The searching loop
The searching must locate an existing node or return nothing. This is done in parallel for many strings at once within a kernel using GPU threads. However, due to the way how the nodes are represented the search algorithm jumps to a child node
if it exists or searches for a proper character within a leaf. Therefore, the original main loop, presented in Listing 1, consisted of two parts. The part that had been executed had been selected depending on the flag inNode
, which had indicated that a thread had been traversing through nodes down the tree. If it becomes false
it means that we are in a leaf.
Listing 1. The original main search loop.
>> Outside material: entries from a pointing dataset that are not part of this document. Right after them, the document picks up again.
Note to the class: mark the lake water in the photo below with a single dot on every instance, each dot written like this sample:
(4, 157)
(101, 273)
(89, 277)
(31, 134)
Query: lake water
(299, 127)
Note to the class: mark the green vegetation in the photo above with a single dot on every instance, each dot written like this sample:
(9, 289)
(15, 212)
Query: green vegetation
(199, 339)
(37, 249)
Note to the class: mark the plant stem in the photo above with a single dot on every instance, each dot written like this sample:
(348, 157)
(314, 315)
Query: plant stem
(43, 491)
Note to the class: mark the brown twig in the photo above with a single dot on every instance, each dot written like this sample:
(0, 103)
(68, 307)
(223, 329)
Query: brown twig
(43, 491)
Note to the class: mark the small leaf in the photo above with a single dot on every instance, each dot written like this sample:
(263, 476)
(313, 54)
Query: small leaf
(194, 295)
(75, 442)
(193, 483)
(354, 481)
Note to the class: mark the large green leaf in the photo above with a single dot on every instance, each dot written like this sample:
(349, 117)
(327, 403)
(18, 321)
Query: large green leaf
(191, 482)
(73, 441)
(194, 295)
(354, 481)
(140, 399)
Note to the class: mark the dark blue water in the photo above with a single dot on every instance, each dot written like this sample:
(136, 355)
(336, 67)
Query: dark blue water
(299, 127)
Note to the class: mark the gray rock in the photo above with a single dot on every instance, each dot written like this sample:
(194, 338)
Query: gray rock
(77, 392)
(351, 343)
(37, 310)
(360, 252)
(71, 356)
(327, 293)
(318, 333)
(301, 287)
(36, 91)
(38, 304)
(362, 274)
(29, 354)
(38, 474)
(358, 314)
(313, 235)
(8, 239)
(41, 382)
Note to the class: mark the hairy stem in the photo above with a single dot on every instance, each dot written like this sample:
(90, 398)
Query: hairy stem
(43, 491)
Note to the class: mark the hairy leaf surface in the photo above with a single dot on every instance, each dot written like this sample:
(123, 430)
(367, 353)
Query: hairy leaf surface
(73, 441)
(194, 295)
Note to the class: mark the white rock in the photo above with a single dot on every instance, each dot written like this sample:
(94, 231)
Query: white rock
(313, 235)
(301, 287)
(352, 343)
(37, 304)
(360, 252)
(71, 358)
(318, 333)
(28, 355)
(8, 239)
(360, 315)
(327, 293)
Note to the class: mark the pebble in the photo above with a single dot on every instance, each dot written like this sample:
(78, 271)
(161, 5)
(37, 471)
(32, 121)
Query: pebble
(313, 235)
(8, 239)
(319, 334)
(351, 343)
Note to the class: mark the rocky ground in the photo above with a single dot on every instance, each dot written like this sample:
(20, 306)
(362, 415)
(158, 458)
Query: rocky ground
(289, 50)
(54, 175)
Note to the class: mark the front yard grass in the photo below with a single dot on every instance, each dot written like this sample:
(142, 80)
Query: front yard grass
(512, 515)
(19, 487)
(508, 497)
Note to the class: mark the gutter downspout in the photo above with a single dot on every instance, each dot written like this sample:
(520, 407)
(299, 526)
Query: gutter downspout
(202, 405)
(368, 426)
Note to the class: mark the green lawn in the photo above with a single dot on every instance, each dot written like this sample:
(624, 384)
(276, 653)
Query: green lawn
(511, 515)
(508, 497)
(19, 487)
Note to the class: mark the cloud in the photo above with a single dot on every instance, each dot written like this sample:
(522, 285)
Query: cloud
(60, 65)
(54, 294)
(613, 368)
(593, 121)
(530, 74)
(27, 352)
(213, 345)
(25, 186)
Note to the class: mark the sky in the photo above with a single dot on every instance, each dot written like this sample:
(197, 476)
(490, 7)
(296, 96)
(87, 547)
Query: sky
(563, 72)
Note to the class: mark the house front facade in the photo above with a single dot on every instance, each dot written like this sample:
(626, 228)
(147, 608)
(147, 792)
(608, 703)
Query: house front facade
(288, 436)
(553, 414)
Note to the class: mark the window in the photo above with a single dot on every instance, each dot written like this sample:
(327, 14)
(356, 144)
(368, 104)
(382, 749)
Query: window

const char *textIt = textBeg;
bool inNode = true;
bool go = true;
uint16_t trieOffset = 0;
while (go && textIt < textEnd)
{
char c = *textIt++;
if (inNode)
{
if ((c >= 'A' && c <= 'Z') || (c >= 'a' && c <= 'z'))
{
c |= 0x20;
trieOffset = reinterpret_cast<uint16_t*>(trie + trieOffset)[c - 'a'];
if (trieOffset & 0x8000)
{
trieOffset &= 0x7FFF;
inNode = false;
}
if (trieOffset == 0)
go = false;
}
else
go = false;
}
else
{
char tC = trie[trieOffset++];
if (tC)
{
if (!((c >= 'a' && c <= 'z') || (c >= 'A' && c <= 'Z'))
|| (c | 0x20) != tC)
go = false;
}
else
{
result = *reinterpret_cast<uint8_t*>(trie + trieOffset);
go = false;
}
}
}
Loop optimization allowing for instruction predictions
The main flaw of this design had been the impossibility of predicting which instructions should have been decoded next. This is a problem for the instruction scheduler.
To overcome this bottleneck we divided the loop into two separate ones, as shown in the Listing 2. The first loop ended when there were no next array-nodes available. As a result of that, there was no need to track the type of node that was being processed. If the next node was a suffix-node, the flag finishString
would be set before the loop was left. If the flag was set the second loop would be executed.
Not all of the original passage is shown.